Postgresql – PSQL: create random data sets with the same statistic distrbution as another table

postgresqlrandom

For test purposes, I want to create data sets (tables) where the statistic distribution of the values in the columns is the same as my actual data, but randomized.

Example : consider the following table ('ARTICLES' for a clothes shop):

| id | type    | colour | size | price |
----------------------------------------
| 1 | shirt    | yellow | M    | 14.99 |
| 2 | trousers | brown  | L    | 20.00 |
| 3 | shirt    | red    | L    | 14.99 |
| 4 | trousers | red    | L    | 20.00 |
| 5 | cap      | yellow | M    | 5.00  |
| 6 | cap      | brown  | S    | 5.00  |
| 7 | shirt    | red    | M    | 14.99 |
| 8 | trousers | red    | L    | 20.00 |

So, out of these 8 rows, I have the following distributions for each column:

  • type : 3 shirts, 3 trousers and 2 cap
  • colour : 4 red, 2 yellow, 2 brown
  • size : 1 S, 3 M, 4 L
  • price : 2 x 5.00 , 3 x 14.99 , 3 x 20.00

What I want is to create another table, with the same columns and the same number of rows, in which I have for each separate column the same statistic distribution of values, but assigned randomly and independently from each other.

Doing the stats for each column is pretty easy :

SELECT column_name, COUNT(1) AS number_of_rows 
FROM ARTICLES GROUP BY column_name ;

I can also easily record these stats in a dedicated table :

CREATE TABLE articles_stats ( column_name varchar(255), value varchar(255), number_of_rows integer );

INSERT INTO articles_stats (column_name, value, number_of_rows)
SELECT 'type', type, COUNT(1) AS number_of_rows 
    FROM ARTICLES GROUP BY type 
UNION
SELECT 'colour', colour, COUNT(1) AS number_of_rows 
    FROM ARTICLES GROUP BY colour  
UNION
SELECT 'size', size, COUNT(1) AS number_of_rows 
    FROM ARTICLES GROUP BY size  
UNION
SELECT 'price', price::varchar(255), COUNT(1) AS number_of_rows 
    FROM ARTICLES GROUP BY price ;

In this example, it would create the following articles_stats table :

| column_name | value    | number_of_rows | 
-------------------------------------------
| type        | shirt    |        3       |
| type        | trousers |        3       |
| type        | cap      |        2       |
| colour      | red      |        4       |
| colour      | yellow   |        2       |
| colour      | brown    |        2       |
| size        |    S     |        1       |
| size        |    M     |        3       |
| size        |    L     |        4       |
| price       |    5.00  |        2       |
| price       |   14.99  |        3       |
| price       |   20.00  |        3       |

But how do I then create inserts into the target table (lets' call it 'RANDOM_ARTICLES') ?

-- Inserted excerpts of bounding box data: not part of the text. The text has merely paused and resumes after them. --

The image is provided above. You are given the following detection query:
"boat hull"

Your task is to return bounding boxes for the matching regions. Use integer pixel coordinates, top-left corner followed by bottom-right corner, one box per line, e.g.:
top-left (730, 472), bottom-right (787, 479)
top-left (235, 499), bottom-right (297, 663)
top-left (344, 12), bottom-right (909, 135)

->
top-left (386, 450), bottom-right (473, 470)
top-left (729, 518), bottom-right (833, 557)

PS: I have to do this many times so I hope to create a PSQL function for this.

Best Answer

If you only need the distribution of cardinalities to be the same, and not the ordering, or the length of the text strings, then you can use a hashing function.

create new_table as select 
    md5('Aiw7Pa6y'||col1) as col1, 
    md5('coh9ahMo'||col2) as col2,
    md5('ii5eFohj'||col3::text) as col3
from old_table;

For non-text columns, you would have to decide if they need to be randomized at all, and if so whether conversion to text (keeping the cardinality of each distinct value, but not the order or relative gaps) would be suitable.